O parlamentar potiguar observou que o presidente Luiz Inácio Lula da Silva fez questão de levar todo PT para a reunião. "Michel Temer falou de forma discreta, Ricardo Berzonini propôs a aliança de forma discreta, mas o presidente Lula foi o mais contundente. Ele (Lula) disse que precisava logo ser resolvido e a aliança já poderia ser anunciada", lembrou Henrique Eduardo.
Sobre a ministra Dilma Roussef, ele observou que o discurso da pré-candidata foi primeiro de agradecimento pela aliança com o PMDB e depois de ressaltar que a formação da unidade não é um projeto eleitoral, mas a "garantia da continuidade de um Governo, com melhoria do povo brasileiro".
"Essa (PMDB-PT) é uma aliança de grande patrimônio para ser ratificada de maneira responsável. Vamos cuidar agora dos nossos Estados e a aliança no plano nacional sinaliza para as bases uma maior compreensão, maior respeito e segurança", destacou o líder do PMDB na Câmara.
Ele comentou que, durante a reunião, foi acertada a criação de um bloco, integrado por todos os partidos que apoiarão a candidatura da ministra chefe da Casa Civil Dilma Roussef.

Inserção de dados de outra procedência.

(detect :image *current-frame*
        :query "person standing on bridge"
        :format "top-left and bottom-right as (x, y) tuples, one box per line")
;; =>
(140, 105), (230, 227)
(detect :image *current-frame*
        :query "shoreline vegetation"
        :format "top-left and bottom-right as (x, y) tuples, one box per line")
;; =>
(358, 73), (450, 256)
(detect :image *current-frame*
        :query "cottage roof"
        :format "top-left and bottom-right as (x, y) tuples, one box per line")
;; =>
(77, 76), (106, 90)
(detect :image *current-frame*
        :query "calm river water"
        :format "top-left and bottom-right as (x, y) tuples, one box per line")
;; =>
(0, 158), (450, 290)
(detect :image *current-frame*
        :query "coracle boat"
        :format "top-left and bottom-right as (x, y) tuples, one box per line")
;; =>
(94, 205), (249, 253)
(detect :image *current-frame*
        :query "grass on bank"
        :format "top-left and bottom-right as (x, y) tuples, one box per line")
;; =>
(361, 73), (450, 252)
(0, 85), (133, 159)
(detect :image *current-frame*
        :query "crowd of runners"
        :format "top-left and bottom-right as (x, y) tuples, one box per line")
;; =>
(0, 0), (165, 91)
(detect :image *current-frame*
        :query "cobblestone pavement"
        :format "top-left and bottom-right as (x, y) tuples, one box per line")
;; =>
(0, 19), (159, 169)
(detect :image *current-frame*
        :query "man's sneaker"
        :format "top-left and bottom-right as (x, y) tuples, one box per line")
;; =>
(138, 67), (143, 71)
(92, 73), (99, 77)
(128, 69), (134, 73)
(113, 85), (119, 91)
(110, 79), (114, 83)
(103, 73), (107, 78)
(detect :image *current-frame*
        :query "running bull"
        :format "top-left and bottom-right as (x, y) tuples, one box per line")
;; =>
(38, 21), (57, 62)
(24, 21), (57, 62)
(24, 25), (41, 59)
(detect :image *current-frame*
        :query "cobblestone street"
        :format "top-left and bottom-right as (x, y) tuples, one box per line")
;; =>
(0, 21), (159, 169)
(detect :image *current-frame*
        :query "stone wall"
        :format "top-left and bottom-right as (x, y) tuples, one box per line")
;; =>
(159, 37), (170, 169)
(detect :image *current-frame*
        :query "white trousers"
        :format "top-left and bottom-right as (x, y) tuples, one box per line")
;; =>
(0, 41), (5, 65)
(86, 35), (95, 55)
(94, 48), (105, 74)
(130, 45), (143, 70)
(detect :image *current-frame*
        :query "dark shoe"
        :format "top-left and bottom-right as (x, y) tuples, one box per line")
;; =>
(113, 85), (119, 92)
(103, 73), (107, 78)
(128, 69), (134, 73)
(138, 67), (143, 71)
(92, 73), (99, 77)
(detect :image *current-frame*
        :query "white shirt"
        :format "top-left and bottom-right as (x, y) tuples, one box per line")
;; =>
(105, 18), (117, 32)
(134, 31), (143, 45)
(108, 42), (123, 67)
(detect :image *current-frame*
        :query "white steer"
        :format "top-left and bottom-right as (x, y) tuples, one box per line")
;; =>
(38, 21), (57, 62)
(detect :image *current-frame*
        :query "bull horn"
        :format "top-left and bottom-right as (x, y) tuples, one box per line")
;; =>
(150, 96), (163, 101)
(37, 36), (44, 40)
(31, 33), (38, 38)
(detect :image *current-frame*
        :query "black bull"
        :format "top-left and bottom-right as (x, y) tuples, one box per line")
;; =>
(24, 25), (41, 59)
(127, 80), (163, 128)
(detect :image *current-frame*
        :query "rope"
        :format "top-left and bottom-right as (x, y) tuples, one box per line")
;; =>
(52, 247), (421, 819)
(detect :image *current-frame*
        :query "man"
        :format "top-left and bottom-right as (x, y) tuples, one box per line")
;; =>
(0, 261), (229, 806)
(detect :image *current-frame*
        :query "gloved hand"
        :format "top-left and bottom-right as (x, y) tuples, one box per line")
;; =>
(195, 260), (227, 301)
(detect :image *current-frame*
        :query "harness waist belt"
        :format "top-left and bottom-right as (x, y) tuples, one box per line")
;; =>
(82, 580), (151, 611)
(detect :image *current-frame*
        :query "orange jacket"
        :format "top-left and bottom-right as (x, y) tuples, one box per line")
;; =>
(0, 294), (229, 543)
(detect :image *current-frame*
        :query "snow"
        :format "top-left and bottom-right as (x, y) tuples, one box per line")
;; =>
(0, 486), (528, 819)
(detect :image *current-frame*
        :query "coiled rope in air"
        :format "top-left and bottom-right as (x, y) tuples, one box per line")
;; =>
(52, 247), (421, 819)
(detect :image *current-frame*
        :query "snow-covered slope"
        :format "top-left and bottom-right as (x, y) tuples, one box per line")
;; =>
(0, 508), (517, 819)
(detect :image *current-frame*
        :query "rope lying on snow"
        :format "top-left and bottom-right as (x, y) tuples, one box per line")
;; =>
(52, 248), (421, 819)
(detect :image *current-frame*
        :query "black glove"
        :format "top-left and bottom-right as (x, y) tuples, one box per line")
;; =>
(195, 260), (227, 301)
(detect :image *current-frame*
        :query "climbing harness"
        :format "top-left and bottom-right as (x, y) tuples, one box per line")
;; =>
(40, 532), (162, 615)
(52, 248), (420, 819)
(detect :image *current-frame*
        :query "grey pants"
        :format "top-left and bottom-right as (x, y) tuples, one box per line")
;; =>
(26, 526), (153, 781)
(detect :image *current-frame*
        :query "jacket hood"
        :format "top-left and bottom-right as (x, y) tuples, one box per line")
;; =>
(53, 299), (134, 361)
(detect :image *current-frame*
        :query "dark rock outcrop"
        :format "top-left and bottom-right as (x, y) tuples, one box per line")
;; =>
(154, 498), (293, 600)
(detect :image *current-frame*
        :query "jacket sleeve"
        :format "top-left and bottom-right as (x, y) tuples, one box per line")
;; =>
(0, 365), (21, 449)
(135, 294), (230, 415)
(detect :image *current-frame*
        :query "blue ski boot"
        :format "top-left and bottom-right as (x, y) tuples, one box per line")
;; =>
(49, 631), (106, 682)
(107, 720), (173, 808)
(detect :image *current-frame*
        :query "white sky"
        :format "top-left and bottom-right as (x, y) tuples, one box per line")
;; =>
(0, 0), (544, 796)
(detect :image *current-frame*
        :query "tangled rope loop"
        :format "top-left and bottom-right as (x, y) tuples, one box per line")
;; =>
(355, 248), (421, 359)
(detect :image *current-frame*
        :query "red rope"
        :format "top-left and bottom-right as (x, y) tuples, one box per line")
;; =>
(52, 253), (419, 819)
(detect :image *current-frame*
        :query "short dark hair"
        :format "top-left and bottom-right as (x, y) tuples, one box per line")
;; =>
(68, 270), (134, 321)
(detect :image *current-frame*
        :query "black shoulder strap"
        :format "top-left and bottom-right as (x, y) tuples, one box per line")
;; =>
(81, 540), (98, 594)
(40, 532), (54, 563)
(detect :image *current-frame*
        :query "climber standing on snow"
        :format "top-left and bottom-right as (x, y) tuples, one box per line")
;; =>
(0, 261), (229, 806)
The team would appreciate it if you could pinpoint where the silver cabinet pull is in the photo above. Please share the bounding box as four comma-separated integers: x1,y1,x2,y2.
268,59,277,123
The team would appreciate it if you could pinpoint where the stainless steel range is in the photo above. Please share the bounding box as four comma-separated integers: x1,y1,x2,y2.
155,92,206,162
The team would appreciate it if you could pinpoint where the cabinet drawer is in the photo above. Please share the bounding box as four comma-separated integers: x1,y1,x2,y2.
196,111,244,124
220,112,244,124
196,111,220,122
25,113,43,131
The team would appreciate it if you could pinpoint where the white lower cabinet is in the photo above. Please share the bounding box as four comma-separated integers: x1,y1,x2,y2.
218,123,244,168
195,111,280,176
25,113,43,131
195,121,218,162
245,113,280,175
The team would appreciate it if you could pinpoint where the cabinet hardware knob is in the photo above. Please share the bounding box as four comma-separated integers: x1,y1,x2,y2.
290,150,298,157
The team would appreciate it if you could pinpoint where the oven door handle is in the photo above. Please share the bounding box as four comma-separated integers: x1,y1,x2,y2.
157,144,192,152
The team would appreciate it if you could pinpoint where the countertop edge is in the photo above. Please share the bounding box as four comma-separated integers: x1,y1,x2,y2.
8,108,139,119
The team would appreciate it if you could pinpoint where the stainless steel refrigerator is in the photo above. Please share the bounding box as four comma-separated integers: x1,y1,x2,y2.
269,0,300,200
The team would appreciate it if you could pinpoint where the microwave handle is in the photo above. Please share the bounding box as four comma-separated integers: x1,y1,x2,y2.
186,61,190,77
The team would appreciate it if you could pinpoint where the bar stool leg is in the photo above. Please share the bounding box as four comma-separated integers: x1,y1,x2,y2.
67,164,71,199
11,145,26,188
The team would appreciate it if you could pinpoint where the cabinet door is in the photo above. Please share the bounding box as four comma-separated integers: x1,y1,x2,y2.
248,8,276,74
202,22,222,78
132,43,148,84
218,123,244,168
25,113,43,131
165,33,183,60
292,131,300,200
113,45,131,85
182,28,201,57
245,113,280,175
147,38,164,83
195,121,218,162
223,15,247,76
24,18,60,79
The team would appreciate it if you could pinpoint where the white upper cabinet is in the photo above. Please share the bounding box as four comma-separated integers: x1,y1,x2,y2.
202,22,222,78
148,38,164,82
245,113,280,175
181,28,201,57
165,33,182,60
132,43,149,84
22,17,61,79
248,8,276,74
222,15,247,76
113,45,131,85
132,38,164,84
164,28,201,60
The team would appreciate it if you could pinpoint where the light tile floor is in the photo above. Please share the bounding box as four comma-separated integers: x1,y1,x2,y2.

Projeto nacionalPresidente estadual do PMDB, o deputado Henrique Eduardo disse que o partido no Rio Grande do Norte estará no palanque da candidata do PT, Dilma Roussef. "Quanto a isso não há dúvidas. Por questão de lealdade, fidelidade partidária apoiaremos a chapa da aliança PMDB e PT", destacou Henrique Eduardo. Ele lembrou que as definições do pleito local ainda não ocorreram. "Há algumas discordâncias sobre o plano (aliança) local. Mas é certo que o PMDB estará, nacionalmente, no palanque do presidente Lula", completou.
Lula pede palanques unificados O presidente Luiz Inácio Lula da Silva pediu às direções do PT e do PMDB que enquadrem as seções estaduais dos dois partidos, com o objetivo de garantir uma ampla rede de apoio em torno da candidatura da ministra-chefe da Casa Civil, Dilma Rousseff, ao Palácio do Planalto em 2010. O pedido de Lula foi feito durante jantar que selou a aliança entre os dois partidos, na terça-feira (20), em Brasília.
"Como eu vou fazer campanha em dois ou três palanques?", perguntou o presidente, segundo relato de participantes do jantar. Lula lembrou a trajetória do PT para argumentar que muitas vezes um partido somente se consolida nacionalmente entrando em confronto com posições de diretórios estaduais, que desejam lançar candidatura própria para "marcar posição".
No diagnóstico do presidente do PT, deputado Ricardo Berzoini (SP), a articulação para compor palanques nos Estados exige "fé e perseverança". "É uma coisa de médio prazo. Não é nada para a semana que vem", insistiu. Mas para o ministro da Defesa, Nelson Jobim, que participou da reunião, os diretórios nacionais não deveriam intervir nos regionais, impondo candidaturas comuns sem que houvesse consenso.